US & allies mull price cap on Russian oil
The US and its allies are considering the introduction of a price cap on Russian oil, in order to deprive Moscow of revenues it can use to finance its war in Ukraine, White House treasury secretary Janet Yellen said on June 21, according to Bloomberg.
The US and Canada have already banned Russian oil imports, while the EU has committed to prohibiting all seaborne imports of Russian crude within six months – a move expected to affect 90% of its purchases from the country. However, soaring international oil prices mean Russia is still collecting greater revenues from its hydrocarbon exports. A study published recently by the Helsinki-based Centre for Research on Energy and Clean Air estimates that Russian revenues from these exports were up almost 40% year/year in May.

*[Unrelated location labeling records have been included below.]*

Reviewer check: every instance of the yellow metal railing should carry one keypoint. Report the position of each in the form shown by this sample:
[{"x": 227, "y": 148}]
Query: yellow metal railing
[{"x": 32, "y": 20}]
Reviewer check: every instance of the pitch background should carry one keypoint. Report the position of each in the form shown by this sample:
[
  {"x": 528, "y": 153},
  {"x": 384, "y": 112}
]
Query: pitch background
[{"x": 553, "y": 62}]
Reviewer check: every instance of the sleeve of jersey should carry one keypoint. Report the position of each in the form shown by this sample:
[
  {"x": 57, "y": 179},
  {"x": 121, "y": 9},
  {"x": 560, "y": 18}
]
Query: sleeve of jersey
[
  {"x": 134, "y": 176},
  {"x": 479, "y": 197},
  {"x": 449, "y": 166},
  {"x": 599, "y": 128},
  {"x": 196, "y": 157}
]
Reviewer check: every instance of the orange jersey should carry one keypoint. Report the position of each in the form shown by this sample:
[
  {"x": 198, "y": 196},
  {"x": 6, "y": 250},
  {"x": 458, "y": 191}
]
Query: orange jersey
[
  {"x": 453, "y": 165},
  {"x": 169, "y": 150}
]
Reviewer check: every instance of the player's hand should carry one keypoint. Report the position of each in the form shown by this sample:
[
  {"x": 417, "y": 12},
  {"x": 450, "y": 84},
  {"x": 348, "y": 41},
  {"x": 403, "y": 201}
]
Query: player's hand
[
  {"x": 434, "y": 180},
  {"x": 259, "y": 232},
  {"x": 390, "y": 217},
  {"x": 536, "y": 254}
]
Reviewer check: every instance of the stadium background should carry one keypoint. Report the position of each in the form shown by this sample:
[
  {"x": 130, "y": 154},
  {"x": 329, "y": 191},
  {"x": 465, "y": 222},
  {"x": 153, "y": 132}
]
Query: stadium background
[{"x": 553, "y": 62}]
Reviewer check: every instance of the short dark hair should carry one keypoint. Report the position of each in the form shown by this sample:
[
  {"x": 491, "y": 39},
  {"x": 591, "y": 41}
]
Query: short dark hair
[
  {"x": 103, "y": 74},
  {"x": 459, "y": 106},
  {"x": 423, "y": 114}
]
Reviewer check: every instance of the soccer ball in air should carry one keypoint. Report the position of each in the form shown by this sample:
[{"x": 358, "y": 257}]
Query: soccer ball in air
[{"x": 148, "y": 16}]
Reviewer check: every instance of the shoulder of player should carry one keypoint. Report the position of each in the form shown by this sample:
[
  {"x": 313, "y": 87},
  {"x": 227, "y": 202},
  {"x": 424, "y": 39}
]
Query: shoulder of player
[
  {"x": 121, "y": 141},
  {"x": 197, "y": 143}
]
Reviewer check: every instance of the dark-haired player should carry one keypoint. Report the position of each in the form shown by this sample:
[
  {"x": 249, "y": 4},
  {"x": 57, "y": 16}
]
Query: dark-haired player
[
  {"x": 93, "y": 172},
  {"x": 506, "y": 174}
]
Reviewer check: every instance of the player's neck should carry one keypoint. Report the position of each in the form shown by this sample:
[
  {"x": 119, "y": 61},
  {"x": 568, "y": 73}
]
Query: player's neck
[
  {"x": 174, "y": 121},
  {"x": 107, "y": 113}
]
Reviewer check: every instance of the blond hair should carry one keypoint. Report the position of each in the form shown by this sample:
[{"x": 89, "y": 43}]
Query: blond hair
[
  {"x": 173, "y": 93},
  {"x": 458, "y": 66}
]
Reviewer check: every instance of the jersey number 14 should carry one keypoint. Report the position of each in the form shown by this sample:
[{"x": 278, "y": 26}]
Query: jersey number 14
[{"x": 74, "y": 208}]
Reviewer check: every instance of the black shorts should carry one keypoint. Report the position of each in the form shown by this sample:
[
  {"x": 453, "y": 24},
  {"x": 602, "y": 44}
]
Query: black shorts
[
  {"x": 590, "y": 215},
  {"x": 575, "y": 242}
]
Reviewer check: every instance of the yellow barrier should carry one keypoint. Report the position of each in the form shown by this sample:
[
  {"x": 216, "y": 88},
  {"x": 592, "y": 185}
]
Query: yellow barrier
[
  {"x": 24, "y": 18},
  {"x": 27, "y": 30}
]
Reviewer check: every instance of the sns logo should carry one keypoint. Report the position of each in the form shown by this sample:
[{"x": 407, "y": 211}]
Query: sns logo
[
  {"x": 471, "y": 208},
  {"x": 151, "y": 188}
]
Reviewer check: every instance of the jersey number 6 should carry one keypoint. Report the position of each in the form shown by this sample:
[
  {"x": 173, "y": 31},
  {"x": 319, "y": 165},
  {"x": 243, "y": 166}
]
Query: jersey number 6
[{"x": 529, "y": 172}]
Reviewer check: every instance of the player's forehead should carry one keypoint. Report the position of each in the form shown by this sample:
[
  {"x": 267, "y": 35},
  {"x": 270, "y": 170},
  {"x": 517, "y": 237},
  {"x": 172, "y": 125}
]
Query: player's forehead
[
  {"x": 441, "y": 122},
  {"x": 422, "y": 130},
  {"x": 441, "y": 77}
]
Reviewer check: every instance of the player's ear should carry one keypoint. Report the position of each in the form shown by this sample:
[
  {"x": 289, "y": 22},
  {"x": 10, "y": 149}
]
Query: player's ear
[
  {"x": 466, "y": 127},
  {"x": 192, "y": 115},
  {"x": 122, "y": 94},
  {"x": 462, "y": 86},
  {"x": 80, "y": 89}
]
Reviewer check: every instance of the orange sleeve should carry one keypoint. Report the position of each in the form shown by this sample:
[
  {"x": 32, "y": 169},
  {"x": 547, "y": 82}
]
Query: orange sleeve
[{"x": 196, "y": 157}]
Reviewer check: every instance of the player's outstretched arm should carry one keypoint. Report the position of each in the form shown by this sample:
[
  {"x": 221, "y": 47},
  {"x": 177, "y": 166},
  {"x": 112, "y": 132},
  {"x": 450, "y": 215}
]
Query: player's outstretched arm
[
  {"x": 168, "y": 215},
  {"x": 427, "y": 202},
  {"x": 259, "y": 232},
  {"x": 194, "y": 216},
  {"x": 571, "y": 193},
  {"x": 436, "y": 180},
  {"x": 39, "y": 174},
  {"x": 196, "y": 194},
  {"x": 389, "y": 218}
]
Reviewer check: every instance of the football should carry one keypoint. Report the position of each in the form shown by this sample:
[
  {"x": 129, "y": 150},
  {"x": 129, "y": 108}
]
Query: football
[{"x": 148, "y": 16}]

Speaking at a press conference in Toronto alongside Canadian finance minister Chrystia Freeland, Yellen suggested the price cap could be implemented through a plan that offers exceptions to a European ban on insuring Russian oil shipments. As part of its Russian oil embargo, the EU will also make it illegal for its companies to insure Russian seaborne oil transport anywhere in the world within six months. The bloc is working with some Group of Seven members including the UK on expanding this ban. According to Bloomberg, 95% of the world's tanker liability coverage is arranged through a London-based insurance organisation called the International Group of P&I Clubs, that must comply with European law.
"We are continuing to have productive conversations, today and with our partners and allies around the world [on] how to further restrict energy revenues to Russia while preventing spillover effects to the global economy," Yellen said. "We are talking about price caps or a price exception that would enhance and strengthen recent and proposed energy restrictions by Europe, the US, the UK and others."